I was going to take a buddy of mine with me yesterday, he ended staying at work for 2-1/2 hours extra, wanted the OT. I'm going to call the guy agian and see if I can look at it this weekend...providing it dosen't sell. The first thing I'm asking is what his reserve is. but we all might see that if it does indeed sell.

Will post as soon as I see it.


----------



## Milwaukee (Dec 28, 2007)

Eyesell;922432 said:


> I was going to take a buddy of mine with me yesterday, he ended staying at work for 2-1/2 hours extra, wanted the OT. I'm going to call the guy agian and see if I can look at it this weekend...providing it dosen't sell. The first thing I'm asking is what his reserve is. but we all might see that if it does indeed sell.
> 
> Will post as soon as I see it.


 That ok we was worry if it was junk.

Trust I bet he is ask $5,000 or more because that what he do to try make profit.

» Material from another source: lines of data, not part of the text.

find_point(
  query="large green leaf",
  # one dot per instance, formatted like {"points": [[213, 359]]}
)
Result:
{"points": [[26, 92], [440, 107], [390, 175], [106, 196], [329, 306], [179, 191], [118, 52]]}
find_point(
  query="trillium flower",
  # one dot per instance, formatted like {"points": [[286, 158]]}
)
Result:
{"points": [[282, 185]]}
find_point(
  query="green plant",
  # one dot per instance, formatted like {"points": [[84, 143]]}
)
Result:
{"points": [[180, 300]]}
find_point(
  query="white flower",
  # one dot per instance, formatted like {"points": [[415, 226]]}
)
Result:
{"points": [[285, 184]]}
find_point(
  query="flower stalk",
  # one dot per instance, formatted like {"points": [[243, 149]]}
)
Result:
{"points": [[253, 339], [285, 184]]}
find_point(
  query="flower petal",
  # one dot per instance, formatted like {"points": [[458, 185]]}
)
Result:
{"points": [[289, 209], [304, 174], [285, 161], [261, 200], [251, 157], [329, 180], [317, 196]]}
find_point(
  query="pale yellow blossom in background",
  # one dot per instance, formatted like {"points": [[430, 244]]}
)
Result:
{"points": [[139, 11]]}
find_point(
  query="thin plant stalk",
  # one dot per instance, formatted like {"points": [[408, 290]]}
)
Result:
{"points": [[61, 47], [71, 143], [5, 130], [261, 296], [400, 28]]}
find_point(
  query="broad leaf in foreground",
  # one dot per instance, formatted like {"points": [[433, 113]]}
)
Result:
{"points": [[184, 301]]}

Before you think bid. Look closely you will see they been repaired and hide with paint.


----------



## XXL 4RUNNER (Oct 9, 2009)

Well heres an update, as of now the bid is $4500 and the reserve is met. There were 3900 people that looked at that thing. After looking at the pics more and more my guess is the winning bidder is gonna be pi$$ed that truck looks like its been done and re-done. Willing to bet it will be relisted before new years, my .02 dont waste your time.


----------



## Plowtoy (Dec 15, 2001)

Thats an awful lot of plow for that IFS. Watch out for cracks in the front axle behind the u-bolts


----------